On the other hand, there are other things that don’t (or shouldn’t be, in my opinion) managed through the processes of rational analysis.. This is the function of poetry and myth, play and sentiment. Romantic love and also generosity of spirit is not to be subject to mere reason.

It isn’t necessary to insist on critical thinking in some of these areas, especially if they’re not hurting anyone. (Admittedly, sometimes it requires a bit of conscious reasoning to judge whether conscious reasoning is needed for a given activity!) I’m pretty rational about a lot of stuff, and certain things that don’t matter to anyone else, where there is plenty of wiggle room, I get pretty trans-rational, poetic, silly, mystical, whatever works to express deeper responses. Sometimes I cry and don’t know why.

With those preliminary remarks, I want to note that the real process involves drawing out each individual as to what questions are most relevant. This is very much an individual matter! Furthermore, as Guatama Siddartha (known as the Buddha) said, don’t believe me; try it out for yourself.
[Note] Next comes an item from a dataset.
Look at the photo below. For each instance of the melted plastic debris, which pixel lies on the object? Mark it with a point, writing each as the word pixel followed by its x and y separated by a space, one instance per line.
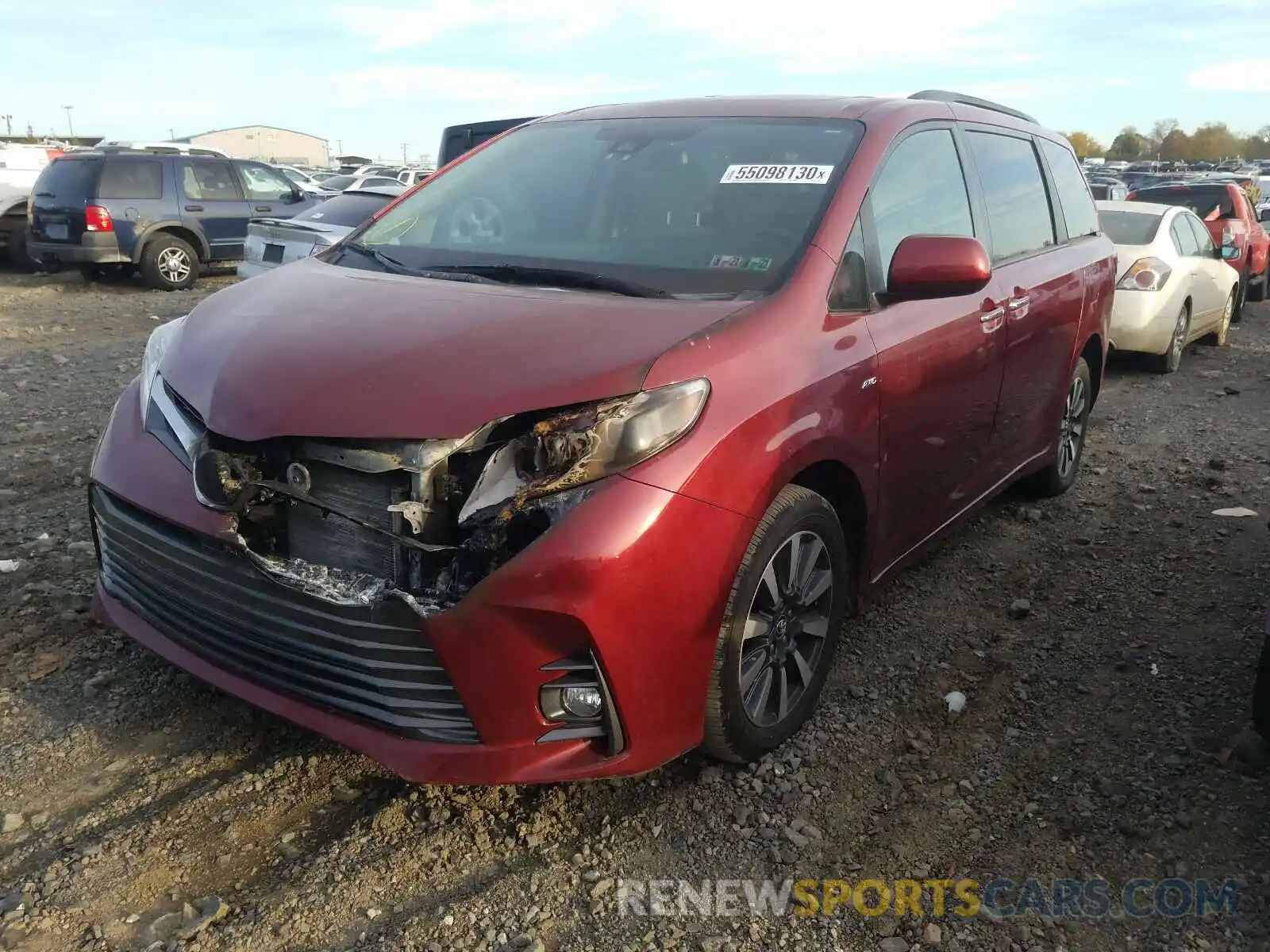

I’m glad to encounter people who seem inclined to really think about life. Few do, and for those who do, some find it the most delicious fun. For me and my wife, philosophy expands our feeling of having lived by 83.2% (haha, I make up numbers like this. They are silly, because you can’t really assign quantities to most of life; and they are serious in that they do reflect a true estimate of what I’m perceiving, but in truth a very rough estimate). So good wishes on your journey.